En noviembre del año pasado la Legislatura Porteña autorizó al poder ejecutivo a realizar un llamado a licitación para concesionar el sistema público de bicicletas por un plazo de diez años.

¿La particularidad? El oficialismo entendió que, tal como establece la Constitución de la CABA, la ley debía aprobarse con mayoría especial de dos tercios (40 votos) y en doble lectura. La norma salió aprobada en primera instancia por 41 votos a favor. En marzo próximo se celebrará la audiencia pública, tras la cual el proyecto volverá al recinto.

Muy distinta fue la interpretación del Gobierno en el caso de la concesión del Subte por hasta 15 años: sostuvieron que se estaba concesionando un servicio y no bienes de dominio público, por lo que la mayoría especial y la doble lectura no eran necesarias. La ley salió aprobada por 32 votos a favor y el llamado a licitación pública nacional e internacional se publicó este martes.
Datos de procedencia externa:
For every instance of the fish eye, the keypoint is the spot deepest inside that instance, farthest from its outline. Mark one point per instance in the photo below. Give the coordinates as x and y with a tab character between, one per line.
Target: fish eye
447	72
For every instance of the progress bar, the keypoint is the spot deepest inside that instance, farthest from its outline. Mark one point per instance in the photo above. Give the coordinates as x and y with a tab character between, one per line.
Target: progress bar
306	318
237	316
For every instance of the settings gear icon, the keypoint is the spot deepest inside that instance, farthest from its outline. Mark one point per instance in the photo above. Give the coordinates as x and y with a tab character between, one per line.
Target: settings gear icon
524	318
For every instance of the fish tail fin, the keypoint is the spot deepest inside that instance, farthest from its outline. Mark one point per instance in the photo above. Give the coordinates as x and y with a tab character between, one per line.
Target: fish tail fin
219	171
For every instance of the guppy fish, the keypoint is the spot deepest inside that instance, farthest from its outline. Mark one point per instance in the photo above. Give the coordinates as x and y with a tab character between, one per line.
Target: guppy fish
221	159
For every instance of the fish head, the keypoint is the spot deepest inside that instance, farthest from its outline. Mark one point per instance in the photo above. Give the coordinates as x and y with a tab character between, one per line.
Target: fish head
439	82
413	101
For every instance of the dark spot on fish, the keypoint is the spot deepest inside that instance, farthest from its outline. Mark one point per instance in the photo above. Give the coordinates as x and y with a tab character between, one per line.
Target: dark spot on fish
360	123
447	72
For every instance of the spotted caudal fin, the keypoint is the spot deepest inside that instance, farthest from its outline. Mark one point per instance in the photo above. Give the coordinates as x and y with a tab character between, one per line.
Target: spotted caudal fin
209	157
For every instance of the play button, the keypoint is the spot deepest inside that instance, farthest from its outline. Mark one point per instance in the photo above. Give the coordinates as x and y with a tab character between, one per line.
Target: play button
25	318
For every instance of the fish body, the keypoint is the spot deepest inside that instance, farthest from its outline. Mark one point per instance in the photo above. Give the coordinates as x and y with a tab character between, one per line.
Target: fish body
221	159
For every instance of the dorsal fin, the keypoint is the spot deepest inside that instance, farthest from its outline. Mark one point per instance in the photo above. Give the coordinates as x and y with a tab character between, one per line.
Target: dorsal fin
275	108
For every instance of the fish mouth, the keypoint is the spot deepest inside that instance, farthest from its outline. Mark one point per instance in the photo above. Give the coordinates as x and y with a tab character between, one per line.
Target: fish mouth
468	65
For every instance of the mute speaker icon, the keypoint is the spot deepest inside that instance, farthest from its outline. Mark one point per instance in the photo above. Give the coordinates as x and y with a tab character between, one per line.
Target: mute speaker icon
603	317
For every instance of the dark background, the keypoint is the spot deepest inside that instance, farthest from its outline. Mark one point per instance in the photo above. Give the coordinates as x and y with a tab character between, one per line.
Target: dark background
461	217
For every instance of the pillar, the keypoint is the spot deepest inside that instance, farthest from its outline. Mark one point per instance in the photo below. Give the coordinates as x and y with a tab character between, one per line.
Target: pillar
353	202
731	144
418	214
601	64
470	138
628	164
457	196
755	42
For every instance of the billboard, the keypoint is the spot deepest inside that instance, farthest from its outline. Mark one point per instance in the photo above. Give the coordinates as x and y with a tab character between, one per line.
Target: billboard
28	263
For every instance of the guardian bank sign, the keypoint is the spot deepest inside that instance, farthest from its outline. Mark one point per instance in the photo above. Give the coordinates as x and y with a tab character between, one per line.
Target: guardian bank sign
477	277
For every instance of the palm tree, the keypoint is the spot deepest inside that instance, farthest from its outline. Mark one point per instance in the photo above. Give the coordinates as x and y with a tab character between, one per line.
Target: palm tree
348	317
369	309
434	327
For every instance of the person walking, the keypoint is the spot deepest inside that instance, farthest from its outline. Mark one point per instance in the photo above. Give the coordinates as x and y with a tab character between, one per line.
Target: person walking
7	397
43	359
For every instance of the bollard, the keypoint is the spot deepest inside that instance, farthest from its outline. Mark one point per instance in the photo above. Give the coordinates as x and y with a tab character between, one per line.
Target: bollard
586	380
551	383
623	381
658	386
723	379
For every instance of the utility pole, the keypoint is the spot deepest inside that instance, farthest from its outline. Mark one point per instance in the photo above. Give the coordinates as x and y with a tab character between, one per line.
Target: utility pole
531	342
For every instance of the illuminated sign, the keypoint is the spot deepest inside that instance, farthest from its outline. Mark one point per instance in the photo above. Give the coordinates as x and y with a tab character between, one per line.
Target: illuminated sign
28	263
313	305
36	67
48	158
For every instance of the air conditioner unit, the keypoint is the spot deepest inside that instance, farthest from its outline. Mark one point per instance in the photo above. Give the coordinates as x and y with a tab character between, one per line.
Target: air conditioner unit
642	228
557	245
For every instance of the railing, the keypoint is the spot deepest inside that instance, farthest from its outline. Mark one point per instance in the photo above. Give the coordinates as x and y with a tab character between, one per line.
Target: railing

Con esta maniobra no sólo se aprobó la ley con ocho menos de los requeridos y se evitó la realización de una audiencia pública y de un segundo tratamiento, sino que también se bloqueó la posibilidad de que se discutiera en el recinto el dictamen de minoría, que preveía que el Estado se hiciera cargo del servicio a través de Subterráneos de Buenos Aires (SBASE), algo previsto en la ley 4472 (artículo 16 inciso i), que sólo requería de mayoría simple.

La interpretación del GCBA ya había sido desafiada por la oposición durante el proceso de debate en comisiones y en el recinto y es cuestionada por constitucionalistas y expertos en derecho.

De hecho, la omisión del proceso requerido por la Constitución local es el principal argumento del recurso de amparo colectivo presentado este miércoles ante la Justicia por una asociación civil, en el que se pide declarar “nula” la ley que autorizó el llamado a licitación.

El propio amparo afirma que “no existe ninguna diferencia [entre ambas]. Son concesiones de un servicio público de transporte que implica constituir además derechos sobre cientos de bienes inmuebles del dominio público de la Ciudad”. “Resulta arbitrario que la Legislatura decida cumplir con la Constitución de la Ciudad en unos casos y en otros no dependiendo los tiempos políticos y si se cuenta con los votos necesarios. Todo esto en detrimento de los derechos de la ciudadanía a ejercer su derecho a participar”, afirman los amparistas.

La contradicción entre la posición tomada por el oficialismo en las concesiones del sistema de bicicletas y el Subte puede explicarse únicamente desde una lógica política: en el caso del Subte al Gobierno no le alcanzaban los votos, porque prácticamente todos los bloques opositores impulsaban la estatización.